Hypoxia inhibits MHC I expression and antigen presentation to escape immune surveillance

Hypoxia is a common feature of solid tumors that has previously been linked to resistance to radiotherapy and chemotherapy, and more recently to immunotherapy. In particular, hypoxic tumors exclude T cells and inhibit their activity, suggesting that tumor cells acquire a mechanism to evade T cell recognition and killing. Our analysis of hypoxic tumors indicates that hypoxia downregulates MHC I expression and its bound peptides (the immunopeptidome). Hypoxia decreases MHC I expression in an oxygen-dependent manner, mediated by the activation of autophagy through the PERK arm of the unfolded protein response. Using an immunopeptidomics-based LC-MS approach, we found a significant reduction in presented antigens under hypoxia.
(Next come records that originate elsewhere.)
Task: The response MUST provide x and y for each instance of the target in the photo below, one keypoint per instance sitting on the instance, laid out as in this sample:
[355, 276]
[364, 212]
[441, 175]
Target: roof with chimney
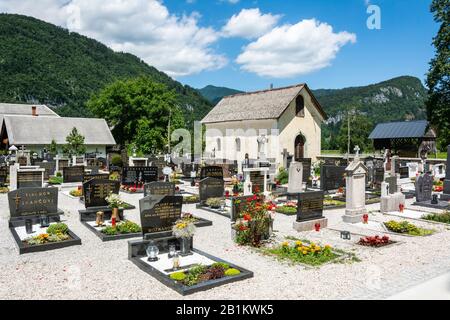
[259, 105]
[41, 130]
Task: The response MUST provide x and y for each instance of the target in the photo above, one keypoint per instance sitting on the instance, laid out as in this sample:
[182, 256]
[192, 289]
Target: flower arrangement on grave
[115, 202]
[214, 202]
[56, 232]
[76, 193]
[375, 241]
[123, 227]
[200, 273]
[184, 229]
[254, 221]
[304, 252]
[405, 227]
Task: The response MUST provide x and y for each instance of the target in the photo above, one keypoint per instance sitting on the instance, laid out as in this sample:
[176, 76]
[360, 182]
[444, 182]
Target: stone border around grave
[23, 248]
[180, 288]
[216, 211]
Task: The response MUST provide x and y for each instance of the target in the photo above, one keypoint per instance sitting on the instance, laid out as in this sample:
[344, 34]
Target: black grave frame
[136, 250]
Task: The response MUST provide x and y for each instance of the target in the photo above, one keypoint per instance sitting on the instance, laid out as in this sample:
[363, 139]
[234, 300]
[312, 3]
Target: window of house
[300, 106]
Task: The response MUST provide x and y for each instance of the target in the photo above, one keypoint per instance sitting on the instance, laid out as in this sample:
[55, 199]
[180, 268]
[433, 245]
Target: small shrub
[58, 228]
[178, 276]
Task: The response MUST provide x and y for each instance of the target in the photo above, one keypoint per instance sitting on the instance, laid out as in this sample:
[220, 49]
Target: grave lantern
[365, 218]
[152, 251]
[346, 235]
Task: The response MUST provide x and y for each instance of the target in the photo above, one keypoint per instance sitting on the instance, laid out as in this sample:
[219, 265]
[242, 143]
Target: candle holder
[346, 235]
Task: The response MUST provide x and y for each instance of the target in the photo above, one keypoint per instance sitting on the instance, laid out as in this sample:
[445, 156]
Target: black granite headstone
[211, 188]
[73, 174]
[33, 201]
[99, 176]
[159, 188]
[29, 179]
[309, 205]
[133, 175]
[95, 192]
[159, 213]
[424, 187]
[211, 172]
[332, 177]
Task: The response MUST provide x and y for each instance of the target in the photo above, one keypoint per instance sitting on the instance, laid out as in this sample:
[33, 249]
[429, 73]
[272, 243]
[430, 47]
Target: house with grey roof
[279, 124]
[36, 126]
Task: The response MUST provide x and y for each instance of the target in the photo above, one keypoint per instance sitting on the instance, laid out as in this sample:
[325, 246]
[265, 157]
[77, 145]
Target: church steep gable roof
[259, 105]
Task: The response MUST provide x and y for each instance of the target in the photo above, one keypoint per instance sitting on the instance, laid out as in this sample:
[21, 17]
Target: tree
[360, 129]
[75, 144]
[438, 78]
[138, 110]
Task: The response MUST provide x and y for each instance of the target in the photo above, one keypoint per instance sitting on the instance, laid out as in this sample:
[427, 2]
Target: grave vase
[185, 246]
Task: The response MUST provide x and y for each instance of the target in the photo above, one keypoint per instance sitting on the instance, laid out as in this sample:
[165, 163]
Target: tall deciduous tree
[75, 144]
[138, 111]
[438, 79]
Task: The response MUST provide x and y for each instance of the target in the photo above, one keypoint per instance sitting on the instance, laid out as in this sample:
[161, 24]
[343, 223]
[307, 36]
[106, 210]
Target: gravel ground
[101, 270]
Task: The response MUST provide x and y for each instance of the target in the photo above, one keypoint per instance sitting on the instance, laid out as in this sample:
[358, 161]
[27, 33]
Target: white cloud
[292, 50]
[176, 45]
[249, 23]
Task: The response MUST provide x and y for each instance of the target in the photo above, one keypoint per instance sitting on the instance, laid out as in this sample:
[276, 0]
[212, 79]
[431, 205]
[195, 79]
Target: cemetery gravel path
[101, 270]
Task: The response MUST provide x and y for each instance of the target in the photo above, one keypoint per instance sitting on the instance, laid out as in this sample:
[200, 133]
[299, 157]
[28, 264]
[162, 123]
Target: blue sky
[248, 45]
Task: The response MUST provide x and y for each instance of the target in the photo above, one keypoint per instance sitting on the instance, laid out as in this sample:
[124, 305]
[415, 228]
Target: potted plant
[184, 229]
[114, 202]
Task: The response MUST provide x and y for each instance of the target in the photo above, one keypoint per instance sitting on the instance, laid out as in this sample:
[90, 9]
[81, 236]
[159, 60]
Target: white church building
[275, 124]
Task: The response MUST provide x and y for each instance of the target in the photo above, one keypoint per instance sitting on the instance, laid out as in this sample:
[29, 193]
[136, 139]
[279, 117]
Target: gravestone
[100, 176]
[157, 188]
[48, 166]
[136, 175]
[3, 176]
[295, 177]
[392, 182]
[30, 178]
[73, 174]
[404, 172]
[159, 213]
[239, 203]
[211, 188]
[310, 211]
[257, 179]
[95, 191]
[33, 201]
[306, 162]
[424, 187]
[355, 195]
[211, 172]
[332, 177]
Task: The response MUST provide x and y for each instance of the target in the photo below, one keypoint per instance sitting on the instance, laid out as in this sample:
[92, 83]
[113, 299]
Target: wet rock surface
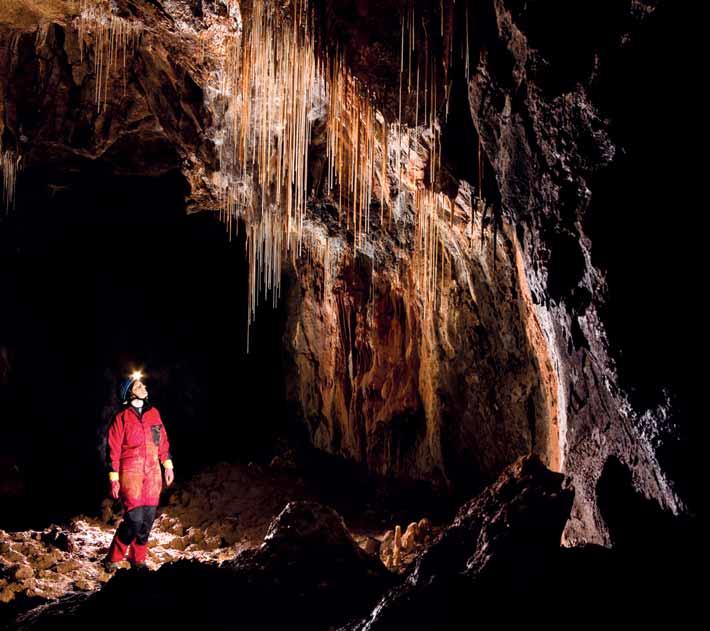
[308, 573]
[211, 518]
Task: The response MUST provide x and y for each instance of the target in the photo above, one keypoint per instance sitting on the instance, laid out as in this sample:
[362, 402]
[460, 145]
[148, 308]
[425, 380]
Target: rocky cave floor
[210, 518]
[255, 546]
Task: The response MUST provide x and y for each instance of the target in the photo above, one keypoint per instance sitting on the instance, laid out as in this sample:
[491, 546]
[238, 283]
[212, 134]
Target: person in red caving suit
[137, 447]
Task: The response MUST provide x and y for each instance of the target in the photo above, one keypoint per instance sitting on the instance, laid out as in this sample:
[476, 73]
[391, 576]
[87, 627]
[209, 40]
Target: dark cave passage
[106, 276]
[468, 404]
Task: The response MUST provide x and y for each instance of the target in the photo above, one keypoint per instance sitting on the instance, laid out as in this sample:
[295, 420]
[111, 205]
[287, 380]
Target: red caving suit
[136, 449]
[137, 445]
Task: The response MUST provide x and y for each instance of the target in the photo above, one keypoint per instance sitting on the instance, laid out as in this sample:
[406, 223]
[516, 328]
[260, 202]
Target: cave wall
[449, 397]
[534, 99]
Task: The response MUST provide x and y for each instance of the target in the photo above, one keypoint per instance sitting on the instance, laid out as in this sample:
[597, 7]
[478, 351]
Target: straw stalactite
[115, 40]
[10, 162]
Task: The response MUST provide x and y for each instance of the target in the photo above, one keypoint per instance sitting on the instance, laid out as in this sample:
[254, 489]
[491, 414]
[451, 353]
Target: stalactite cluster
[115, 40]
[275, 83]
[10, 162]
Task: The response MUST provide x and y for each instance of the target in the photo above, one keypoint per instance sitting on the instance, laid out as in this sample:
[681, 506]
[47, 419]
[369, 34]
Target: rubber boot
[116, 554]
[137, 554]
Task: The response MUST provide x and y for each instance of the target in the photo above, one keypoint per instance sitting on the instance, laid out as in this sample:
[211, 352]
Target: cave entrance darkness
[104, 274]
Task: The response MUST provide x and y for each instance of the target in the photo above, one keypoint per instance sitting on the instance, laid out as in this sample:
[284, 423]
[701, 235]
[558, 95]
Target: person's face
[139, 390]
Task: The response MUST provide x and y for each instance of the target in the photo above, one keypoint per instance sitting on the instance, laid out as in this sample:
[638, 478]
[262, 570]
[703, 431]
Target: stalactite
[273, 83]
[10, 163]
[115, 40]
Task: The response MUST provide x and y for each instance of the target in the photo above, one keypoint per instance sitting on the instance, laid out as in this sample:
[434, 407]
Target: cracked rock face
[516, 358]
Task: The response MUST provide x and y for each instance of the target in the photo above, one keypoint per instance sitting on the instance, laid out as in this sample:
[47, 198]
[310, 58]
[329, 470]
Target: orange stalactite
[114, 40]
[10, 163]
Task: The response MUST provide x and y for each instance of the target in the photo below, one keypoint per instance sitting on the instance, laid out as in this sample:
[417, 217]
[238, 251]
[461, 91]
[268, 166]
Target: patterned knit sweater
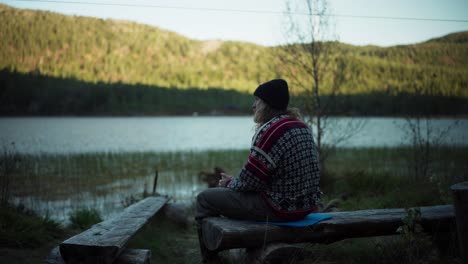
[283, 166]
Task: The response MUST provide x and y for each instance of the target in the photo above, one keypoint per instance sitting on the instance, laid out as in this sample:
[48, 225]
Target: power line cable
[247, 11]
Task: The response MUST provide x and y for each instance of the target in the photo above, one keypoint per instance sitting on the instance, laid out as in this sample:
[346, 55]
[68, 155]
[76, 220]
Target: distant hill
[110, 51]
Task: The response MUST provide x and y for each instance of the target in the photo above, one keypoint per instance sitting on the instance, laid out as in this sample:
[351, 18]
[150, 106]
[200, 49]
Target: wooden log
[460, 201]
[103, 242]
[128, 256]
[222, 233]
[178, 213]
[134, 256]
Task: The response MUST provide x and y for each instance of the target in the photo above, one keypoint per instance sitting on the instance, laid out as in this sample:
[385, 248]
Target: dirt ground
[30, 255]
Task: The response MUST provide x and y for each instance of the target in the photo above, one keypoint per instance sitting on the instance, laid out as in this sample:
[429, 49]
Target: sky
[263, 21]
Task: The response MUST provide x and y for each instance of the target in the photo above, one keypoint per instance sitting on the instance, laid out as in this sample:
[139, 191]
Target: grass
[84, 218]
[358, 179]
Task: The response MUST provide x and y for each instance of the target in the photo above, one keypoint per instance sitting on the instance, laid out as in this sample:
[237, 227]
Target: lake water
[158, 134]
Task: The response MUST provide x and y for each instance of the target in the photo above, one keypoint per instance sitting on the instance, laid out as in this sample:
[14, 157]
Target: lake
[116, 156]
[159, 134]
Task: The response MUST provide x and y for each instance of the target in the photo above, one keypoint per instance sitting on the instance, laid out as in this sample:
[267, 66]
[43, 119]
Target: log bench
[221, 233]
[106, 242]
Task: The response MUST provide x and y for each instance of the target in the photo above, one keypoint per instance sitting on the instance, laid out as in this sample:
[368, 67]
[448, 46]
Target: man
[280, 180]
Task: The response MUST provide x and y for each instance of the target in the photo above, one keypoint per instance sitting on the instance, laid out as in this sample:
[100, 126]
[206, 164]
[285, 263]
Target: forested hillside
[97, 52]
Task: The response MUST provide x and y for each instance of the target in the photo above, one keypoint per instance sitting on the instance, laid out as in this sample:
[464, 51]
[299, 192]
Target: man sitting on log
[280, 180]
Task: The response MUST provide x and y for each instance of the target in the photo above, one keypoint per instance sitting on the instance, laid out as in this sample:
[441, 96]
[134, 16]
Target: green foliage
[22, 228]
[108, 51]
[84, 218]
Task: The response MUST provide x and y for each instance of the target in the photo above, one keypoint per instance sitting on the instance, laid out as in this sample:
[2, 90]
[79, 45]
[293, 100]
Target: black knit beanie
[275, 93]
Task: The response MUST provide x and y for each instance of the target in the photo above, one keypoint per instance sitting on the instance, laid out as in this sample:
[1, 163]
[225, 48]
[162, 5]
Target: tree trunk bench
[106, 242]
[221, 233]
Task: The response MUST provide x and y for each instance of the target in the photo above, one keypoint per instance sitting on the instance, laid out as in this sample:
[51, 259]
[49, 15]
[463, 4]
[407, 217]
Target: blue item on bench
[309, 220]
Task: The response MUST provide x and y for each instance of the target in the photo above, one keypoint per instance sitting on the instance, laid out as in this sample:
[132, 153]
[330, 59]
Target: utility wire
[247, 11]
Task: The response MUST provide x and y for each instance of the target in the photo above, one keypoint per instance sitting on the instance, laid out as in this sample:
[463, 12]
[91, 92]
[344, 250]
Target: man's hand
[225, 179]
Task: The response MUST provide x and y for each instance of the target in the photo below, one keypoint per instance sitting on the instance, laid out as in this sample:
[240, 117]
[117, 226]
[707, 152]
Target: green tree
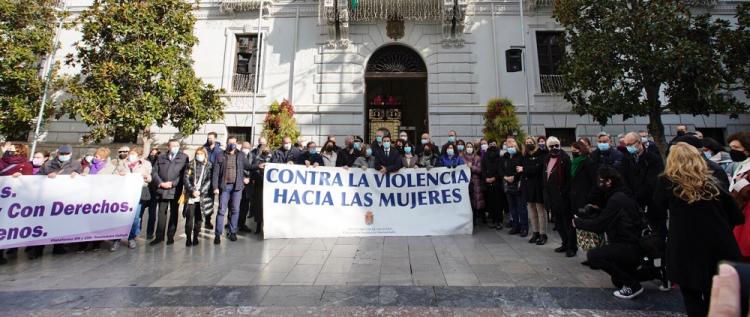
[280, 122]
[27, 30]
[500, 120]
[622, 56]
[137, 70]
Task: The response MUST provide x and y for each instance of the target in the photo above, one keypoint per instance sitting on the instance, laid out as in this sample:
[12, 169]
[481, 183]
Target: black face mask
[737, 156]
Inhibition of autophagy under hypoxia enhanced antigen presentation. In experimental tumors, reducing mitochondrial metabolism through a complex I inhibitor increases tumor oxygenation and both MHC I levels as well as the immunopeptidome. These data provide the molecular mechanism governing tumor immune evasion in hypoxic conditions, offering novel insights for therapeutic interventions targeting hypoxia-induced alterations in antigen presentation.